HIDDEN MACHINERY, Margot Livesey
Hidden Machinery, Margot Livesey
Tin House Books, 2017
A collection of ten essays on writing by the great Margot Livesey is a book to be savored, to be read again and again. A thoughtful reader as well as writer, Livesey’s essays are full of terrific ways in which to become better at both disciplines. Every claim that she makes about writing is based on examples from classic texts—Austen, James, Woolf, Shakespeare, to name but a few—and she takes the time to explain how each excerpt works towards the point that she is making. Reading this book is akin to taking a class that combines literature and writing.
There are essays here on dialogue; on homage; on research; on the intersection between life and writing. Livesey’s style is conversational and yet weighty. She uses her own experience as a writer—with humility and humor—to show us both her successes and her failures. The essay on homage speaks to literary texts but also uses visual art—with examples—to explain the process of speaking or responding to another artist.

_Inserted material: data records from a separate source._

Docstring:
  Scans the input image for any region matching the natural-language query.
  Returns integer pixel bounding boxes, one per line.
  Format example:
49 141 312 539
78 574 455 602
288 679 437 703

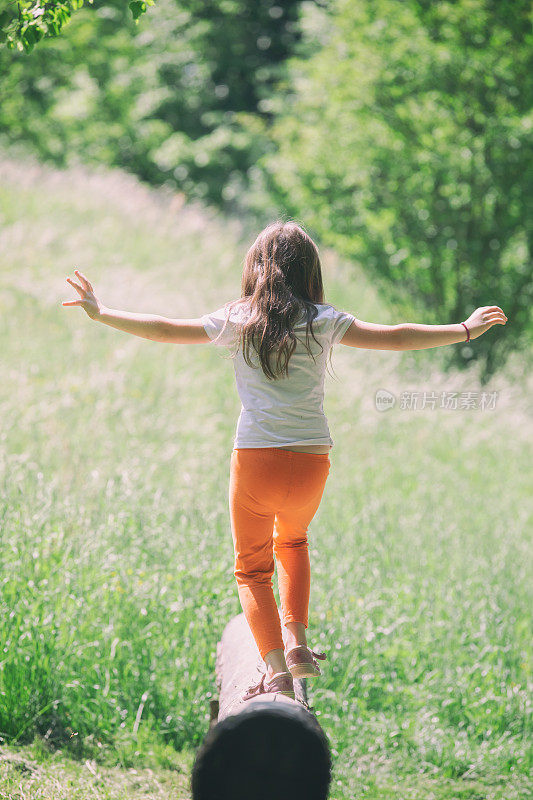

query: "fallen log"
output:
191 614 331 800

Each essay stands on its own, so it’s possible to read this book in whatever order you chose, and yet there’s a pleasure to be had in seeing how each essay speaks to the others. One’s knowledge builds as the book progresses and there’s enough to be learned here to warrant multiple reads. As Livesey says in the chapter on homage: “Indeed some people would argue that the pleasure of revisiting is superior to that of the first encounter.”